Jewish camps are thriving

PHOTO: While visiting camps and meeting camp leaders in Oregon, Foundation for Jewish Camp CEO Jeremy Fingerman stopped by to see an old friend, Rabbi Joshua Stampfer, who officiated at Jeremy’s 1973 bar mitzvah in Jerusalem. Jeremy says, “I brought with me the Tanakh which Rabbi Stampfer inscribed to me as follows many years ago: ‘Presented to Jeremy Fingerman in the Eternal City, Jerusalem, on Shabbat Vayigash, December 29, 1973, in celebration of his Bar Mitzvah at the World Council  of United Synagogue Center.’ Very special indeed!” In 1954, Rabbi Stampfer founded Camp Solomon Schechter near Olympia, WA.



“I have the best product to sell – Jewish summer camp,” said Jeremy Fingerman, CEO of the Foundation for Jewish Camp, during a visit to Oregon last August. Quite a statement from a man with a 20+ year career in consumer packaged goods  – beginning at General Mills Inc., then Campbell Soup Company and finally as CEO of Manischewitz.

Since Jeremy became FJC CEO in 2010, the number of Jewish campers has increased by 17% to 90,000 annually across North America. Since 2006, there has been a steady rise in campers, camps and the number of campers per camp; the number of campers has grown by 23%, with the number of camps in the FJC network growing by 13%. FJC now works with more than 300 day and overnight camps and summer experiences from all streams of Jewish belief and practice to promote excellence in their management and program. FJC also works with communities to increase awareness and promote enrollment.

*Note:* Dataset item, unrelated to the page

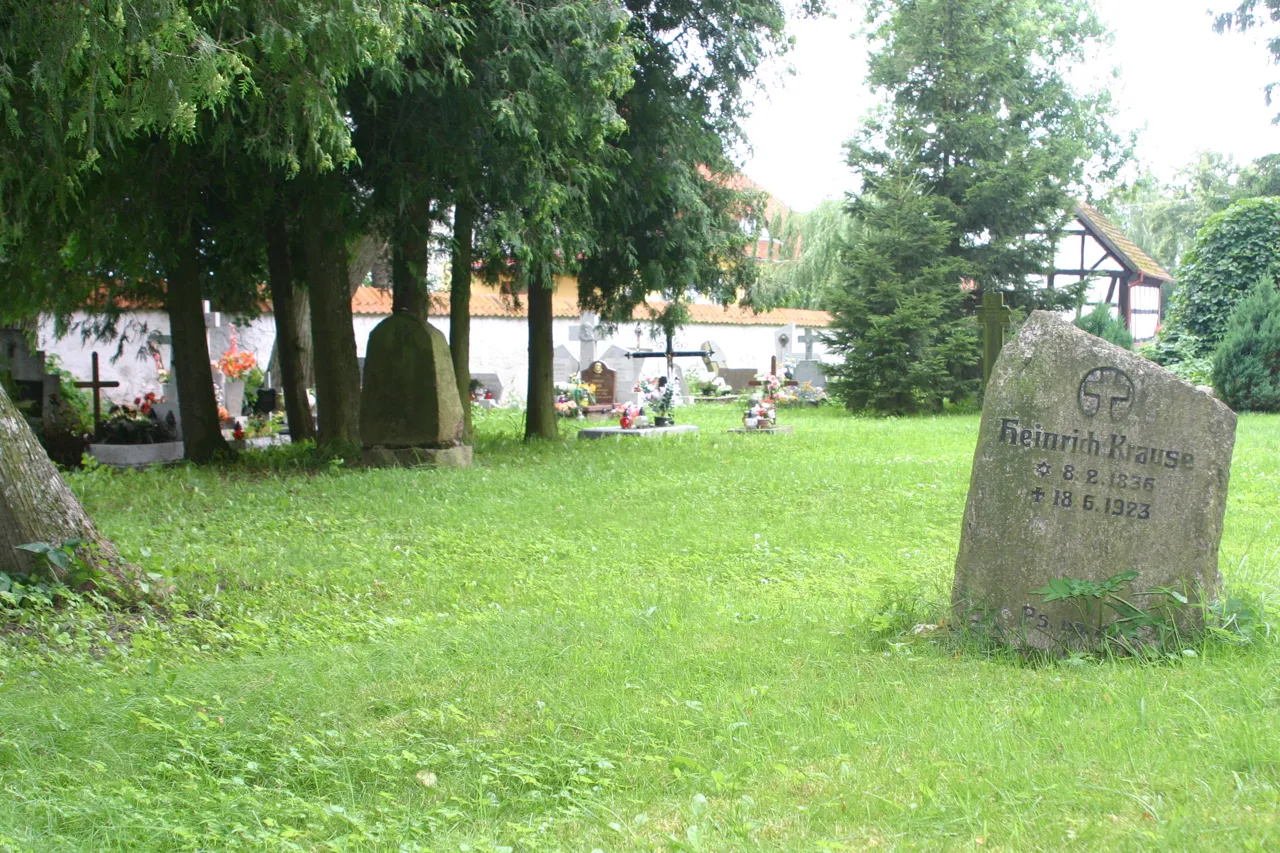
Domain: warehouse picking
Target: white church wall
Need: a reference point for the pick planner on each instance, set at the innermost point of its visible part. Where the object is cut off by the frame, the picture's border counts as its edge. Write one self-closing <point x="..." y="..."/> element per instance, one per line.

“There is nothing else in our Jewish community that is as effective as camp,” says Jeremy. “It is joyous Judaism. Kids are having a wonderful Jewish experience at 160 different overnight and 150-plus day camps. The smiles are the same. Judaism is vibrant and alive.”

Jeremy discovered the joy of Judaism and made lifelong friends as a child during many wonderful summers at Camp Ramah in Wisconsin. He started his Jewish communal work in high school, serving as international president of United Synagogue Youth.

A self-proclaimed “camp fanatic,” Jeremy says his goal is to get more kids to Jewish camps. To achieve that, he focuses on three areas: building leadership through professional development; amplifying Jewishness and Israel education at camps; and expanding the field by attracting more campers.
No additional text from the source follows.